STL to OBJ Converter

Drop a print-ready STL, get a Wavefront OBJ ready for Blender, Maya, ZBrush, or any DCC tool. Triangle counts and topology preserved exactly.

Drop your STL file here

Converts to .obj — stays on your device

Why convert STL to OBJ?

How our converter works

Your STL is parsed by three.js's STLLoader (handles both ASCII and binary STL automatically) into a BufferGeometry — a tightly packed array of vertex positions and normals. We wrap it in a Mesh and run it through three.js's OBJExporter, which emits standard Wavefront OBJ text: `v` lines for vertices, `vn` for normals, `f` for faces. Triangle count and geometry are preserved exactly. The conversion runs entirely in your browser.
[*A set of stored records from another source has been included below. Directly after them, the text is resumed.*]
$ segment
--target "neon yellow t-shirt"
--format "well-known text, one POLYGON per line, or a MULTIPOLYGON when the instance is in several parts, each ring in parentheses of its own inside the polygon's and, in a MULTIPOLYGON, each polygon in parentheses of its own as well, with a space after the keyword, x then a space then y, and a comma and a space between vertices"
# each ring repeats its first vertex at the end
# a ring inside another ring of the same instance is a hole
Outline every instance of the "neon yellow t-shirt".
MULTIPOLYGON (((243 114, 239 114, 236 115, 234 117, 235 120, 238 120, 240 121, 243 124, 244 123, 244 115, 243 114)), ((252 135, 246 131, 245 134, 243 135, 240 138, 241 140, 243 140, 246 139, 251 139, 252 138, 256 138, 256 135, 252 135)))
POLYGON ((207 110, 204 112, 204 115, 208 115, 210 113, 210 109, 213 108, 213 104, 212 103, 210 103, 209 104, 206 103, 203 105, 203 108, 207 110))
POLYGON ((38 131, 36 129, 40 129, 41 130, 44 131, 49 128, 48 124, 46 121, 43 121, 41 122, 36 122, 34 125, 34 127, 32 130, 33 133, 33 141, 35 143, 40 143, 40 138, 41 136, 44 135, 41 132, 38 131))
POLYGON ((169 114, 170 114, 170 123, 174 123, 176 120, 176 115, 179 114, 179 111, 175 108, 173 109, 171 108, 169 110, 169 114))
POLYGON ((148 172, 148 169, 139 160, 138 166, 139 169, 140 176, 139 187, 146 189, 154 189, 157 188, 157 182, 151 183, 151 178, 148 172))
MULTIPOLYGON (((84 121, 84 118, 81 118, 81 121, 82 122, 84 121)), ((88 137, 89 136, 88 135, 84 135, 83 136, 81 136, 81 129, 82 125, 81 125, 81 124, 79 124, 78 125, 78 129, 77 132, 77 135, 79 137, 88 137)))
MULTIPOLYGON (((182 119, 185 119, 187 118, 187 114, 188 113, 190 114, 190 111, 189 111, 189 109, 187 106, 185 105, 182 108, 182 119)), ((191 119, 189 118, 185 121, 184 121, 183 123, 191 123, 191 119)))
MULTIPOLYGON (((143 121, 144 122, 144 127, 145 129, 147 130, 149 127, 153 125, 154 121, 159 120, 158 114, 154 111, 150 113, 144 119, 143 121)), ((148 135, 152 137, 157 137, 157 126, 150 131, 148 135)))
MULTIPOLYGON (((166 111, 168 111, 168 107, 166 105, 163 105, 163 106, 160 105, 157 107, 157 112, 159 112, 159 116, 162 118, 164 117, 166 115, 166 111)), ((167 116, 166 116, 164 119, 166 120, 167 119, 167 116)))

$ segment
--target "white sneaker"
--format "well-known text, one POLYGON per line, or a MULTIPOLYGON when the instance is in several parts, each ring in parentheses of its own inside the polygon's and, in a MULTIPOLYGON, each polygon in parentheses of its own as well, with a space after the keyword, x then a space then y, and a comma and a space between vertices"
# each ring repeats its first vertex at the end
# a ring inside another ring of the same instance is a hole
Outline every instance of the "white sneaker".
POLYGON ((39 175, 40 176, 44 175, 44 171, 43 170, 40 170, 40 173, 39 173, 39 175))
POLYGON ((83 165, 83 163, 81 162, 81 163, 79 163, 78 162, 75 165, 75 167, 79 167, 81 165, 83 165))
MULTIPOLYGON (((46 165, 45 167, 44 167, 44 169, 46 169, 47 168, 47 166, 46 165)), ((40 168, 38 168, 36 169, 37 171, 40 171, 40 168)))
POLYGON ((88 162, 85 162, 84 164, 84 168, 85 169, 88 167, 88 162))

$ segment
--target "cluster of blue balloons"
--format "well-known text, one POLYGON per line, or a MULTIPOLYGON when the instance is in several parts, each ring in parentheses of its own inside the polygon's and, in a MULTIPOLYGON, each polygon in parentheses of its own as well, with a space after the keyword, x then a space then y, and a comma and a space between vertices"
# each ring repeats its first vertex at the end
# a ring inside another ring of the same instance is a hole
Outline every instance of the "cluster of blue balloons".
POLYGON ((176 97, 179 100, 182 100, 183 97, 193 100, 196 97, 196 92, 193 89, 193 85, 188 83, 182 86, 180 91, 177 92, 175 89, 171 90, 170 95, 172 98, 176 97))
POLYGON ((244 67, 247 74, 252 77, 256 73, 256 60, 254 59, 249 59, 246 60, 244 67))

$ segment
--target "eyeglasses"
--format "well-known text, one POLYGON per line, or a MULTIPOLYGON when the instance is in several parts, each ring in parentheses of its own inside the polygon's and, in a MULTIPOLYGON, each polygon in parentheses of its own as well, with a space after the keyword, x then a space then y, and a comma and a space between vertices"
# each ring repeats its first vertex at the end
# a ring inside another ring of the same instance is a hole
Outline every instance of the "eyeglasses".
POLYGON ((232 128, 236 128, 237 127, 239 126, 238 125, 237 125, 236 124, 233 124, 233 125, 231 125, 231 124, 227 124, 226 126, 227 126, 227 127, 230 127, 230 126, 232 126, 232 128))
Frequently asked questions

Will the output open in Blender?

Yes — the OBJ output follows the original Wavefront spec, which Blender, Maya, ZBrush, 3ds Max, and Cinema 4D all import natively. Drop the .obj into the file menu or drag it onto the viewport.

Are normals preserved?

Yes — STL stores per-face normals, OBJ supports per-vertex normals, and three.js's exporter writes `vn` lines for each. If your downstream tool needs smooth shading, recompute normals there.

What about materials or colors?

STL has no material concept, so the OBJ output is geometry-only — no .mtl sidecar is emitted. The receiving DCC tool will assign a default material on import.

Does it handle multi-megabyte STL files?

Up to a point — the limit is your browser's available memory. A 50-100MB binary STL converts in a few seconds on modern hardware. Larger files (300MB+) may hit memory constraints on mobile.

Are my files uploaded?

No. STLLoader, OBJExporter, and the file I/O all run as JavaScript on this page. Proprietary geometry, scanned models, and unreleased product designs stay on your device.

About the STL format

STL (Stereolithography) is the format every 3D printer slicer reads. It's intentionally minimal — a list of triangles with surface normals, no materials, no colors, no anything else. The simplicity is the point: STL is for fabrication, where the only question is 'where is the surface,' and slicers convert it to G-code via marching planes. OBJ (Wavefront) is the text format that became the de-facto interchange between 3D content tools in the 1990s and never went away. It supports vertex normals, UV coordinates, and material references via .mtl sidecars. Converting STL→OBJ is what you do when a print-ready model needs to travel into a DCC tool for editing — preserving the geometry while making it available in a format Blender or Maya wants to read.